Viewing a single comment thread. View all comments

Yuli-Ban t1_ja1x0ql wrote

NAIL ON THE HEAD

That's exactly what I predict.

> Everyone has the capability to generate new stuff and then has the ability to share it. Good stuff gets popular and becomes zeitgeist-y for a while, bad stuff just exists.

Indeed, this is essentially already the case on some websites, like Newgrounds, Soundcloud, and Reddit, except the capabilities are expanded even further.

Though again, I still predict that the "human-created" tag will exist and there will be some segregation between that which is created by humans and that which is created by machines, among other metrics (i.e. human prompted/AI-generated; human-created/AI-assisted, etc.)

Ideally, there will be as few bad actors as possible trying to corrupt such a tag. There might also exist the issue of copyright. Despite some predictions, I don't see copyright dying immediately. Indeed, if anything, I view copyright as being the last chokehold of "canonicity." You, or an AI, may generate the best-ever episodes of a certain TV show, but if the rightsholders say it's non-canon, then it's non-canon, period. Some may disregard their statement, but enough won't.


One other thing I predict is the demographics of all this.
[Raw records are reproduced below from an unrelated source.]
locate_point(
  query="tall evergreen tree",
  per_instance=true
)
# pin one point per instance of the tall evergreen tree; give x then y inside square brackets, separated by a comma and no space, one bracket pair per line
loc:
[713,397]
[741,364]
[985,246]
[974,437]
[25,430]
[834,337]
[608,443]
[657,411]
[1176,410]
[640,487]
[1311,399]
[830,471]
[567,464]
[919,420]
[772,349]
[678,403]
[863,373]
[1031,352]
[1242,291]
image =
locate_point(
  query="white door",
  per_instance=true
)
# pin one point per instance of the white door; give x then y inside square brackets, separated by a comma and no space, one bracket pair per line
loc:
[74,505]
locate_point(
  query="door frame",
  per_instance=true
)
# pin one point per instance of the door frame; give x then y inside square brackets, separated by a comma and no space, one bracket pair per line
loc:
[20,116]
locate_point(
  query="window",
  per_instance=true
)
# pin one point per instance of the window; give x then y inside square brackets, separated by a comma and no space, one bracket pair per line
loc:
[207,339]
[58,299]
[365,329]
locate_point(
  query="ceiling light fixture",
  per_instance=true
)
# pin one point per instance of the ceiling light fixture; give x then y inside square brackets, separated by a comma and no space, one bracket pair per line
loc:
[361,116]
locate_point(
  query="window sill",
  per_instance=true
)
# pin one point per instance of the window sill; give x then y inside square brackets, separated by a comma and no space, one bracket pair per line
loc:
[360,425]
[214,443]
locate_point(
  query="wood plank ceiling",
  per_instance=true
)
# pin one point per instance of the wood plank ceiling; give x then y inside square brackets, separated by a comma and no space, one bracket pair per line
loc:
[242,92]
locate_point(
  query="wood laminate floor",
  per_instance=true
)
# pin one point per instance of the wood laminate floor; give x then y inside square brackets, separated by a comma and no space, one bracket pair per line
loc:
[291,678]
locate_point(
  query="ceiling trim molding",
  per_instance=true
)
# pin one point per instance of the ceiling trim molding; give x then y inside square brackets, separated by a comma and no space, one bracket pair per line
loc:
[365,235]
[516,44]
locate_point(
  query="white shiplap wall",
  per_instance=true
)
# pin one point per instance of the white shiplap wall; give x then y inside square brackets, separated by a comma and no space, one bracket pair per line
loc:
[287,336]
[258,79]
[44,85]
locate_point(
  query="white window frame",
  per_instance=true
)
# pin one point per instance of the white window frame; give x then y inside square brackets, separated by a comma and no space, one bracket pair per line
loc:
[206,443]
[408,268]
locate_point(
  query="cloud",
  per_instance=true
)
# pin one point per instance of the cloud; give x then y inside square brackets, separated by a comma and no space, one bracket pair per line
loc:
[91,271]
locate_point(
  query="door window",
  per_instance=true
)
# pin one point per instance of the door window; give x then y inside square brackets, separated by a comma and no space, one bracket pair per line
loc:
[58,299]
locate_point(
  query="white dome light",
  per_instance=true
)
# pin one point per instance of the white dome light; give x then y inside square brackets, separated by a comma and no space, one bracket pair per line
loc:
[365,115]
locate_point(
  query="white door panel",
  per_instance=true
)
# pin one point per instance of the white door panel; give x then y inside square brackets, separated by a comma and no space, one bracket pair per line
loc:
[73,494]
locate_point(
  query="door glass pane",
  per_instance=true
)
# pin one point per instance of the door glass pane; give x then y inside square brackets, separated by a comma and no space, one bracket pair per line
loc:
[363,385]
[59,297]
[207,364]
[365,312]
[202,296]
Despite the democratization of media creation being imminent, I actually don't see the vast majority of people joining in on creation, even if the majority do join in on curation. The claims that this will be the case feel eerily reminiscent of the claims by the cyberdelic movement in the 1990s that the Internet will lead to direct democracy and total enlightenment, with every man an artist and every website an enlightened forum.

I predict 60% to 70% of people will stick to AI-generated memes, purely personal creations, edits to existing media, and other small things. Only about 10% to 20% of the population will be responsible for this massive explosion of content creation (and the remaining will stick with human-created media).